According to Emmer, there are several reasons why Jews have written so many key seasonal anthems. First, there is the natural corollary of so many Jews, as Yentob demonstrated, working in the entertainment sphere already and the inevitability that they would eventually write highly economically viable Christmas songs.

"It's a question of cold statistics," he reasons. "It's predictable that they would write festive tunes."

Then there is the pragmatic nature of Jews, enabling them to put aside their own religious leanings for three minutes of worship at the altar of all things Christian, although they cleverly avoided specific religious references or connotations, keeping things secular and more universally applicable.

"There is no mention of Jesus Christ in those songs," he points out. "Instead, there's more of a yearning that is understandable for every listener. Very cleverly, they feature an uplifting, happy-go-lucky outer layer, but there is also a melancholy undercurrent of the sort that you find in popular Jewish folk music.

"In fact, "with Chanucah songs, there is more of a melancholy overtone but with the Christmas songs it is more of an undertone. It's more subtle, and very skilfully deployed by master craftsmen."

At the most American time of the year, Jews have composed heartfelt eulogies to hearth and home to demonstrate their keenness to belong. Why would Jewish songwriters be so keen to pen quintessentially Ameri-Christian anthems? One word: assimilation.

"It's in the nature of Jewish artists," contends Emmer. "You see it in art with people like Chagall: they always allow for empathy in their work. It happens in an almost Freudian way. It's like that Woody Allen film, Zelig," he says, referencing the 1983 mockumentary about the character who is so desperate to conform that he morphs into characters from history. "He so heavily empathises with others that he becomes them! That is symbolic for how Jews have managed to integrate in worlds that are not their own, to survive and assimilate. This is a quality you can use in composing songs so that everyone can understand."

Is this why Emmer, a Dutchman, wrote a Christmas song about life - or rather, strife - in England? Because he empathises with our plight and wants to belong?

"Well, I'm not putting myself on the same level as someone like Irving Berlin," he laughs, "but here I am, a Dutch guy, writing a song for the English nation just as the songwriter-immigrants did for Americans in the '30s and '40s."

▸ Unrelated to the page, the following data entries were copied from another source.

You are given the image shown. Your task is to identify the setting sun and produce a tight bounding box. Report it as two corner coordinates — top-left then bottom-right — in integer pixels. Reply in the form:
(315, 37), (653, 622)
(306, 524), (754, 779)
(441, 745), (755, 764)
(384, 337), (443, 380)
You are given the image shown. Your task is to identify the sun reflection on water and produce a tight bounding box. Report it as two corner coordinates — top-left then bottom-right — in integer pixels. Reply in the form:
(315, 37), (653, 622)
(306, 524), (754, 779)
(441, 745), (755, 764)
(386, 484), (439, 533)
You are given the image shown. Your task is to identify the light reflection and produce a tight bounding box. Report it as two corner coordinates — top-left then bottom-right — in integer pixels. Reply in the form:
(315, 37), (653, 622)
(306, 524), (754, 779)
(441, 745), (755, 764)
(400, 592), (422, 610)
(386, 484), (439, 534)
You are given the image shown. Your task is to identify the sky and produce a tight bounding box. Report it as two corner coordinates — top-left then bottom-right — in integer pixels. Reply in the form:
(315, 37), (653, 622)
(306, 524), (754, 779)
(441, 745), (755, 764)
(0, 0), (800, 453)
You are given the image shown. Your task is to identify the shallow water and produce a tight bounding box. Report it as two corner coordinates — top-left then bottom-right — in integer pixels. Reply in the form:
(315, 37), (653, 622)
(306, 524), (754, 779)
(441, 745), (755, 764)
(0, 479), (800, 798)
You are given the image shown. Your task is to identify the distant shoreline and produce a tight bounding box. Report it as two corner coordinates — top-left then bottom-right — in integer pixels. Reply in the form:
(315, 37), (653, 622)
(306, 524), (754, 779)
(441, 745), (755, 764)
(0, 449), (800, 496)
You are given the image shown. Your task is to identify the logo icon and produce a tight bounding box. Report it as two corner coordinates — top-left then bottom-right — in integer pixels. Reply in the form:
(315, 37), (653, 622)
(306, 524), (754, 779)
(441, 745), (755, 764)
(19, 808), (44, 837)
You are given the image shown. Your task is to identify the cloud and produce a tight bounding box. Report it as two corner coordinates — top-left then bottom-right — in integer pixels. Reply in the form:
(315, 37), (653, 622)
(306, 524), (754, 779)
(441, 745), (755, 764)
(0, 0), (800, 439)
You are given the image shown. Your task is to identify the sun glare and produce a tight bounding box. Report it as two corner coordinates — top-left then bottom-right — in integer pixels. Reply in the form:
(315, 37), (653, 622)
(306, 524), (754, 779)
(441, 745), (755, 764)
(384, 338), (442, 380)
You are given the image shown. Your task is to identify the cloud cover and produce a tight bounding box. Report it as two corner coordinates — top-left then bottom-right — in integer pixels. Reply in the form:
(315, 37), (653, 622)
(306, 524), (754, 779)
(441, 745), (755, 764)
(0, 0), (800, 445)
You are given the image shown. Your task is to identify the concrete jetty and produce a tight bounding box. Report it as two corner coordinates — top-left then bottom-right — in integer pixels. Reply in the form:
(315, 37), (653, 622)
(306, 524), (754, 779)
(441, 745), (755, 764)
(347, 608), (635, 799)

But why would this Dutch Jew write a Christmas song about the English? "At the risk of sounding like Bob Geldof, I was watching English TV in Amsterdam and was struck by images of the elderly being cold, the government being in troubled times, and I had the idea of a nation in a confused state that has to find comfort in a Christmas song," he explains.

Why not write one for Holland?

"Because Britain is far more dramatic!"